Leading doctors and scientists have warned politicians against watering down plans to expand city-wide schemes aimed at reducing traffic pollution levels linked to thousands of deaths each year.
They urged politicians not to lose their nerve over plans to improve poor air quality, such as the expansion of the ultra low emission zone (Ulez) in London, which they said were central to tackling “unacceptably high” levels of illness and child deaths, and called for more ambitious policies to reduce toxic air.
The Conservative party in London has promised to scrap the Ulez expansion, despite a judge on Friday dismissing a legal bid by five Tory-controlled councils to overturn the scheme’s enlargement. There are concerns Labour’s national leadership may water down its support for clean air programmes for fear of a backlash from motorists and businesses hit by charges for driving polluting vehicles.
Dr Camilla Kingdon, the president of the Royal Society of Paediatrics and Child Health, said: “Action is needed in the form of clean air schemes as seen in some UK cities and nationwide, as well as clear air quality targets. At the end of the day, this is a child’s rights issue, and our children need to remain at the heart of these policies.”
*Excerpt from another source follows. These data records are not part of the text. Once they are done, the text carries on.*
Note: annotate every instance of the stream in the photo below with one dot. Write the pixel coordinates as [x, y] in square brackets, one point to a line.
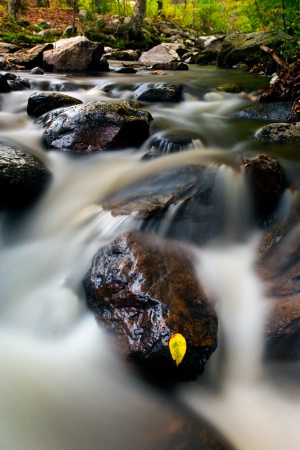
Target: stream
[62, 385]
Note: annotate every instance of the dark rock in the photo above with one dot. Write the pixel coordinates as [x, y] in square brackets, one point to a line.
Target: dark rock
[77, 54]
[144, 289]
[163, 53]
[276, 112]
[267, 183]
[125, 69]
[32, 57]
[245, 47]
[170, 66]
[279, 267]
[40, 103]
[37, 71]
[96, 126]
[230, 88]
[22, 178]
[8, 48]
[280, 133]
[159, 92]
[151, 196]
[4, 86]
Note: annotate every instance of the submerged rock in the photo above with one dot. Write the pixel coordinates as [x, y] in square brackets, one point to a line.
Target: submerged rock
[40, 103]
[22, 178]
[279, 266]
[143, 289]
[280, 133]
[267, 183]
[96, 126]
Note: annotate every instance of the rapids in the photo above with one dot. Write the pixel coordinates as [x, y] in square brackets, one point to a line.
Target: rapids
[62, 387]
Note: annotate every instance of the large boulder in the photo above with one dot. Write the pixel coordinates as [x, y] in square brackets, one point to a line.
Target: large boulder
[95, 126]
[280, 133]
[77, 54]
[32, 57]
[40, 103]
[163, 53]
[245, 47]
[144, 290]
[22, 178]
[279, 266]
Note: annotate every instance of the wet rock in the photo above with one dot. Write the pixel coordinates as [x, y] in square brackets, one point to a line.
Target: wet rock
[32, 57]
[4, 86]
[152, 196]
[170, 66]
[230, 88]
[267, 183]
[276, 112]
[280, 133]
[144, 289]
[37, 71]
[279, 267]
[77, 54]
[163, 53]
[159, 92]
[8, 48]
[96, 126]
[40, 103]
[124, 55]
[125, 69]
[22, 178]
[245, 47]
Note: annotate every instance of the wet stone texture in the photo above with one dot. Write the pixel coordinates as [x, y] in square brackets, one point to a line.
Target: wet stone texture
[23, 178]
[278, 264]
[143, 289]
[96, 126]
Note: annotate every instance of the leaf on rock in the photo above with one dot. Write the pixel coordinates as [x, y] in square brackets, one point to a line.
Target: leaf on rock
[177, 346]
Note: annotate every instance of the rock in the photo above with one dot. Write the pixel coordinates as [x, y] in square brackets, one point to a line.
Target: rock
[275, 112]
[77, 54]
[149, 198]
[49, 33]
[70, 31]
[144, 289]
[37, 71]
[170, 66]
[163, 53]
[159, 92]
[8, 48]
[4, 86]
[230, 88]
[267, 183]
[245, 47]
[125, 69]
[209, 54]
[96, 126]
[32, 57]
[40, 103]
[124, 55]
[279, 267]
[22, 178]
[280, 133]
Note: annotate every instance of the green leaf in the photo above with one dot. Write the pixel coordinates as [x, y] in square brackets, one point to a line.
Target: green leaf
[177, 346]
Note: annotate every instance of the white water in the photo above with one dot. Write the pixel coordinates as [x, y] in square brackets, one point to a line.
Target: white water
[61, 385]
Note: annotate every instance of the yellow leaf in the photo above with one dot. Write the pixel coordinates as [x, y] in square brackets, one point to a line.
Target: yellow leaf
[177, 346]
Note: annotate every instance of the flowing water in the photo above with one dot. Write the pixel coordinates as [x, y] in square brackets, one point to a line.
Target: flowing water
[61, 384]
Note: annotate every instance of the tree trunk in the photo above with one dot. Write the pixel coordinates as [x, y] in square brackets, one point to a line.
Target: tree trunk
[135, 30]
[12, 8]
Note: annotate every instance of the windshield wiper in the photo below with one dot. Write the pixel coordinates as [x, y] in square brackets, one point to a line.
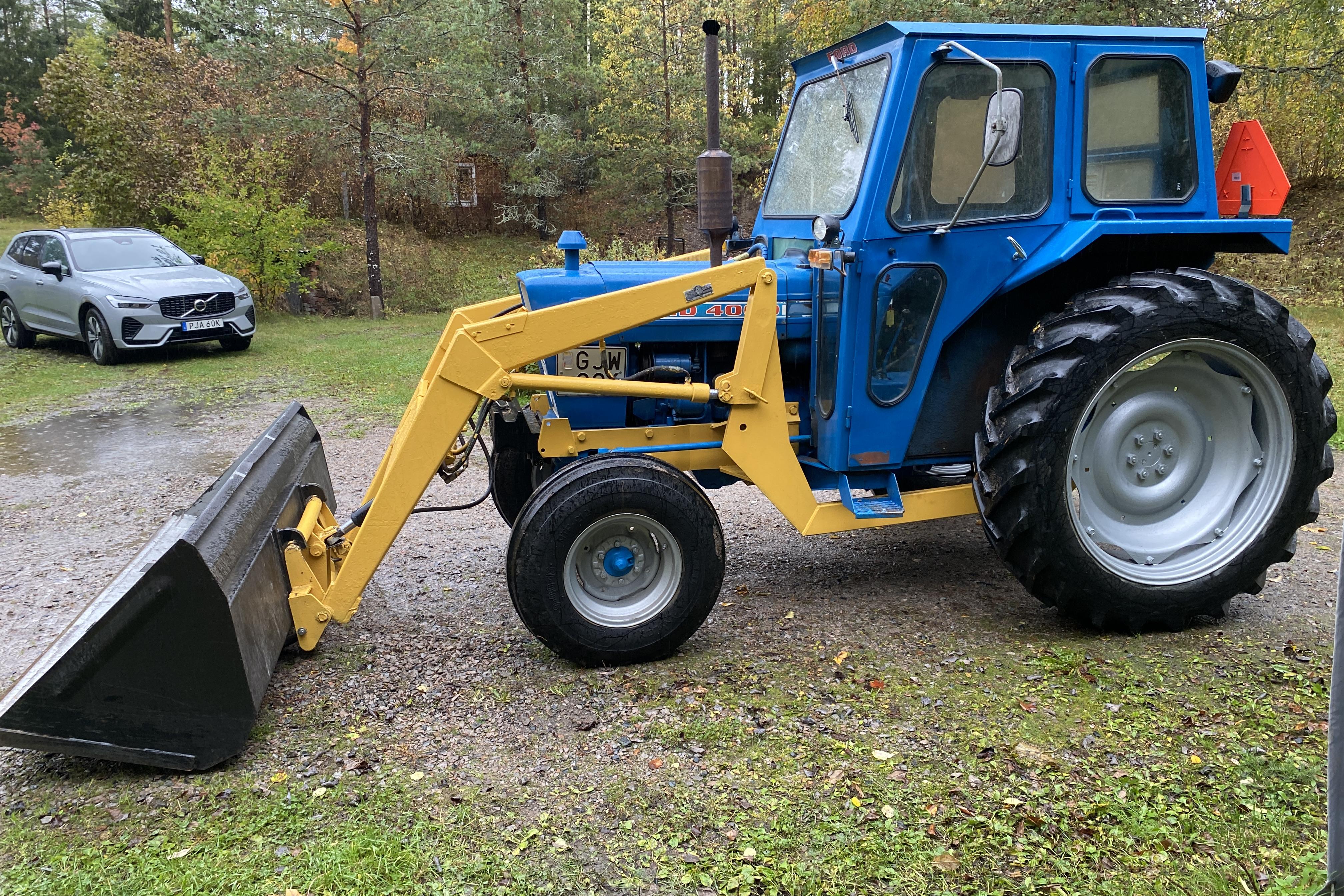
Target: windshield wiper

Kingdon said she was unable to comment on the Ulez expansion scheme specifically but added: “As paediatricians, we see the impact of poor air quality on our patients every day. Clinically, there is no escaping this harsh truth: the UK has one of the highest prevalence of asthma in Europe and tragically unacceptably high rates of emergency admission and death in childhood.”
Mark Hayden, a London-based paediatric hospital consultant and a spokesperson for the health climate campaign group Ride for Their Lives, said: “Some of the children [I treat] would not be coming into the hospital at all if they didn’t live in a polluted city. I patch up those children and send them back to the ‘war zone’.”
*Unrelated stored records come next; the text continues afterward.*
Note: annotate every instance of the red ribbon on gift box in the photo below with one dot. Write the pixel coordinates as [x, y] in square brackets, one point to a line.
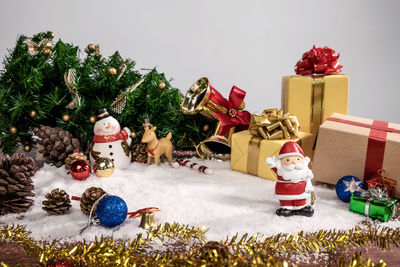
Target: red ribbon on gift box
[376, 143]
[234, 117]
[321, 60]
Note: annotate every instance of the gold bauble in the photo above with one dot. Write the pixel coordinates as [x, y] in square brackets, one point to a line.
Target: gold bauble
[112, 71]
[161, 85]
[92, 119]
[65, 117]
[103, 167]
[32, 114]
[13, 130]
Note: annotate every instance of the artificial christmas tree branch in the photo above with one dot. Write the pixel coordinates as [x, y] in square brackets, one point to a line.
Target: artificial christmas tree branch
[33, 92]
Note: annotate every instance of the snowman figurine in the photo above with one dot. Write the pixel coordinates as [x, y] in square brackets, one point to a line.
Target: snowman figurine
[109, 141]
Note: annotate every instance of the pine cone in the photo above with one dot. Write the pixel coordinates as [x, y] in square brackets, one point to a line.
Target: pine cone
[57, 202]
[56, 144]
[89, 197]
[16, 183]
[72, 158]
[139, 153]
[220, 248]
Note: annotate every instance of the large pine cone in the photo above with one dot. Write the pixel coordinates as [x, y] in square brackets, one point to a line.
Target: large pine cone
[57, 202]
[89, 197]
[56, 144]
[16, 183]
[138, 152]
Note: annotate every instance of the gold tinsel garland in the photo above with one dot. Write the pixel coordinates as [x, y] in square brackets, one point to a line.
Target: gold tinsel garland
[243, 251]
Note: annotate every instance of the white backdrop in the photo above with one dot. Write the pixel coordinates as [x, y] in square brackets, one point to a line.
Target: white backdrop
[251, 44]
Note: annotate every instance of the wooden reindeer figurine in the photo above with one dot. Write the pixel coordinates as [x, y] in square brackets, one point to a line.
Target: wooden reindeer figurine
[156, 148]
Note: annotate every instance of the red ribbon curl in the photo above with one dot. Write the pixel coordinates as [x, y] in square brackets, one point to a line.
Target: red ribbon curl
[234, 117]
[321, 60]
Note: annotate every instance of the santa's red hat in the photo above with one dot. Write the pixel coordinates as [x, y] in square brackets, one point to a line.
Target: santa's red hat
[291, 149]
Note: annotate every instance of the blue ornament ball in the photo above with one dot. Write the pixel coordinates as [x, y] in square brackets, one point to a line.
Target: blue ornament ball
[348, 185]
[111, 211]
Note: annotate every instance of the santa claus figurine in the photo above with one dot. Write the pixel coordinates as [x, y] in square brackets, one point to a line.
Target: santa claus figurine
[293, 188]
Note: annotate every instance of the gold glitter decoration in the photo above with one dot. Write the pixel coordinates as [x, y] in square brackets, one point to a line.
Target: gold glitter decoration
[243, 251]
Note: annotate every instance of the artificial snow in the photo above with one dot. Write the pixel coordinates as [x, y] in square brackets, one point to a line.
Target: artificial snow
[226, 202]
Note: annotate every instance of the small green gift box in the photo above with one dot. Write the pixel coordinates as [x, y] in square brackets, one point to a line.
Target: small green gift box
[381, 209]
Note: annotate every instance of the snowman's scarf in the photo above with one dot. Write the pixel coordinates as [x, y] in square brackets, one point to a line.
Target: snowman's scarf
[122, 135]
He said the Ulez extension did not go far enough and urged politicians not to turn clean air initiatives, including low-traffic neighbourhoods and bans on wood-burning stoves, into political dividing lines. “I don’t think breathing clean air is a political issue, but making it into one is harming people. We need to stop politicising pollution,” he said.
Long-term exposure to air pollution is associated with chronic conditions such as heart disease, asthma and lung cancer, reducing life expectancy. Short-term exposure to high pollution levels can cause coughing, wheezing and asthma attacks, leading to increased hospital and GP attendances.
According to data published by Public Health England, air pollution is the single largest environmental risk to public health, and is linked to between 28,000 and 36,000 UK deaths a year. The estimated cost to the NHS and social care of air pollutants is estimated to be £1.6bn between 2017 and 2025.
Despite the clear effects on health, air pollution has been formally listed as a cause of death in just a single case, that of nine-year-old Ella Kissi-Debrah, who died in 2013 after an acute asthma attack. In 2020 a coroner ruled she died of asthma “contributed to by exposure to excessive air pollution”.
Dr Suzanne Bartington, a public and environmental health specialist at the University of Birmingham, said traffic pollution schemes such as those in London, Birmingham and Bradford had made gains but needed to be bolder. “We would not accept these levels of harm from our drinking water, so why accept it from our air?” she said.
The Tories believe public opposition to the expansion of Ulez later this summer, which will introduce a £12.50 a day charge for drivers of the most polluting vehicles in the capital’s outer boroughs, was key to its narrow victory in the Uxbridge and Ruislip byelection earlier this month, which it won by a 495-vote margin.
Sadiq Khan, the Labour mayor of London, is committed to enlarging Ulez on 29 August to all of Greater London. He said the existing Ulez scheme had already reduced toxic nitrogen dioxide air pollution levels in central and inner London by nearly half and a fifth respectively.
The Conservatives’ mayoral candidate, Susan Hall, has promised to scrap the expansion “on day one” if she is elected next May, arguing it would devastate local businesses and households who could not afford to upgrade their vehicles. The Tories believe Ulez expansion would have only a negligible effect on air quality.
Prof Frank Kelly, chair of community health and policy at Imperial College London, said rowing back on clean-air schemes such as Ulez expansion would be “problematic” for the NHS: “The health service is on its knees. Yet had we better air quality over the last 50 years, those NHS beds would not be so full.”
Dr John Wright, the director of the Bradford Institute for Health Research, co-authored a study published earlier this month that showed exposure to acute levels of air pollution in the city – this occurred 157 days a year in Bradford on average – was linked to nearly 50% of A&E visits and a third of GP attendances for patients with breathing difficulties.
“The evidence is incontrovertible,” Wright said. “Air pollution is poisoning our bodies and our planet. People understand this. When you talk to patients with asthma or breathing problems they know; they can feel the pollution. For them, it’s scary, it’s tangible.”
Despite media controversy, polling in Bradford had revealed most people locally were in favour of the city’s clean air zone, he said. “Politicians should be careful about treating the electorate as fools,” he added. “If politicians start to wobble [on air quality improvement schemes] they will get it wrong. My advice is: do the right thing.”